Cullen sees social-practice art as a style or genre of Contemporary art equal to painting, sculpture, video, performance, land art, etc. Indeed, it incorporates them.
“Social-practice artists really collaborate with communities and work to make art outside the community,” Cullen says. “It’s an up-and-coming thing to see artists as community organizers, social engagers, even social workers. I feel like (Wave Pool is) part community organization and part art organization.
“We want to make sure the works we exhibit and promote in the neighborhood are cutting-edge, contemporary and not necessarily easy. At the same time, we want to be sure we’re impacting our neighborhood in a positive way.”
Cullen sees something new happening among younger Contemporary artists today — they’re not as confrontational as previous ones.
“The millennial generation really wants to be a positive force in the world — more than previous generations, perhaps,” she says. “Artists want to see their art being useful in a way that’s maybe not just hanging on the wall in someone’s house.
“When you think about the Minimalists or the Pop artists even, it was kind of a game to be able to make money making art in that capitalist gallery world. Maybe because there’s just so many artists now, more than ever before, that game doesn’t work so well anymore. Why do it? Why don’t we make art that can fit into a space where more people can go and feel a part of it?”

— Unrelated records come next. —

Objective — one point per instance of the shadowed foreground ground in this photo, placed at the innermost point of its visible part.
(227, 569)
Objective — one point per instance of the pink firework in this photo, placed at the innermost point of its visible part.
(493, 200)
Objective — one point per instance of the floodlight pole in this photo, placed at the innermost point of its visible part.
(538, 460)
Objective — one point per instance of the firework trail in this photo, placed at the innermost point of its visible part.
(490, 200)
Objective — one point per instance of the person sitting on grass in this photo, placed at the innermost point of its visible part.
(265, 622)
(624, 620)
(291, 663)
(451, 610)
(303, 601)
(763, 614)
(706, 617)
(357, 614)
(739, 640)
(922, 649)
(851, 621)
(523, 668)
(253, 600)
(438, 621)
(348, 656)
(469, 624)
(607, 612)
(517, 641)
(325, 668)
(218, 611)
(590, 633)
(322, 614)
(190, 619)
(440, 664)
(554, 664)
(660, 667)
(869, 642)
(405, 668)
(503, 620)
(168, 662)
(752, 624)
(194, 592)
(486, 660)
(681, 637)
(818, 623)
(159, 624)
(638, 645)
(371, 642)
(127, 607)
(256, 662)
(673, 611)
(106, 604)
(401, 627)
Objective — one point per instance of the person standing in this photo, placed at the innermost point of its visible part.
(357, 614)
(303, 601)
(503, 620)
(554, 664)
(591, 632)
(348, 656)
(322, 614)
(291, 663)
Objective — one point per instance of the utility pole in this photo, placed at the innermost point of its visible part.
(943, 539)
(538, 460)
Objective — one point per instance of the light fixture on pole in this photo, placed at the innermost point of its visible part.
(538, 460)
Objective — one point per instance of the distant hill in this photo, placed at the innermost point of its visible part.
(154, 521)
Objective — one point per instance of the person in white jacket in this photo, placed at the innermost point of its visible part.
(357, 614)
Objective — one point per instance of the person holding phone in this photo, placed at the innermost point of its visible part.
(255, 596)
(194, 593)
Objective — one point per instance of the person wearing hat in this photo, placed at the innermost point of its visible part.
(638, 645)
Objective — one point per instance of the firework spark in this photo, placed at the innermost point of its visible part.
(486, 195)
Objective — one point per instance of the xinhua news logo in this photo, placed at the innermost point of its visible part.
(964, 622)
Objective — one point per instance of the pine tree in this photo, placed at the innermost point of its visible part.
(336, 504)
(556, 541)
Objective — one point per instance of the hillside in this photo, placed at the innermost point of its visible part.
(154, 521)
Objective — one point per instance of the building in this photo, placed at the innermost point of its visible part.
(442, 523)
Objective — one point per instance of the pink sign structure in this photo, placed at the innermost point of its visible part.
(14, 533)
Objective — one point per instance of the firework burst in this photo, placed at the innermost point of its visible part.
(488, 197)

Wave Pool has too many summer activities planned to go into detail, but they include:
• The upcoming gallery show Still They Persist: Protest Art from the 2017 Women’s Marches, organized by the Cincinnati group FemFour (which includes CityBeat arts contributor Maria Seda-Reeder) from the collection of Sara Vance Waddell, featuring posters, placards, sculptures, textiles and photos from recent marches in support of women’s rights. It is up May 13-June 24.
• The just-completed “Girl Noticed” mural by Lori Pratico, who has been traveling to all 50 states to make temporary large charcoal murals of local girls and women. It is on the north-facing side of a building at 2874 Colerain Ave.